As opiniões multiplicaram-se. Mais uma. Se os Seahawks tivessem corrido com a bola, Bill Bellichick teria deixado que o touchdown fosse marcado, para ainda ficar com algum tempo para que Brady conseguisse levar a equipa a field goal range. É um argumento altamente especulativo e assente apenas no que aconteceu no último Super Bowl disputado pelos Patriots, contra os Giants, em que Ahmad Bradshaw pode correr livremente para a end zone, sem oposição. Mas as situações são diferentes, e pela análise da box, pode ser interpretado que, nesta jogada, os Patriots previam uma corrida, com 8 defensive linemen e linebackers, contra apenas 3 cornerbacks (Revis, Browner e Butler), que marcavam o set de 3 wide receivers dos Seahawks. Com sete defensores na linha de scrimmage, tornando bem mais difícil uma corrida por uma rota desobstruída, e apenas 4 elementos a patrulharem o perímetro exterior (os 3 cornerbacks e um linebacker), não parece assim tão rebuscado que Carroll e Bevell tivessem optado por uma jogada de passe.
Conclusão
A conclusão?

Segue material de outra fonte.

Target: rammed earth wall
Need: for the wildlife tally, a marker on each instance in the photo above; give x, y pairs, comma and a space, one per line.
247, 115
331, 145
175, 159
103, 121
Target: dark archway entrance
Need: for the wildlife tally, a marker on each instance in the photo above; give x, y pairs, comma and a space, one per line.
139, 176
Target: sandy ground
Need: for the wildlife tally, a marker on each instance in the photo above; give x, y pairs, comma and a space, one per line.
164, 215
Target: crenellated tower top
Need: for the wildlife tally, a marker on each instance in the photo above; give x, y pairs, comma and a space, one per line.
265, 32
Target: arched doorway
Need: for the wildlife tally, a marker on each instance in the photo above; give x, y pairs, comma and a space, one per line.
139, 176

Quanto a mim, aceitável a opção, se bem que, conforme referido mais acima, o uso da slant não fosse o mais indicado, não só como prevenção para um potencial turnover (como veio a acontecer), como por ter uma dose de risco ligeiramente superior a outras jogadas de passe. Mas, no campo teórico, a jogada foi bem gizada, explorando a man coverage que colocou um undrafted rookie no caminho do receiver. Questionável sim o uso de Ricardo Lockette, nº 3 na depth chart deste jogo que, mesmo assim, teve culpas no cartório, ao não conseguir proteger devidamente a bola, numa jogada de execução simples. Numa decisão que teve que ser tomada em questão de segundos, tudo se resumiu a um braço-de-ferro entre os bancos, cada um deles esperando que o outro usasse um desconto de tempo (os Patriots tinham dois).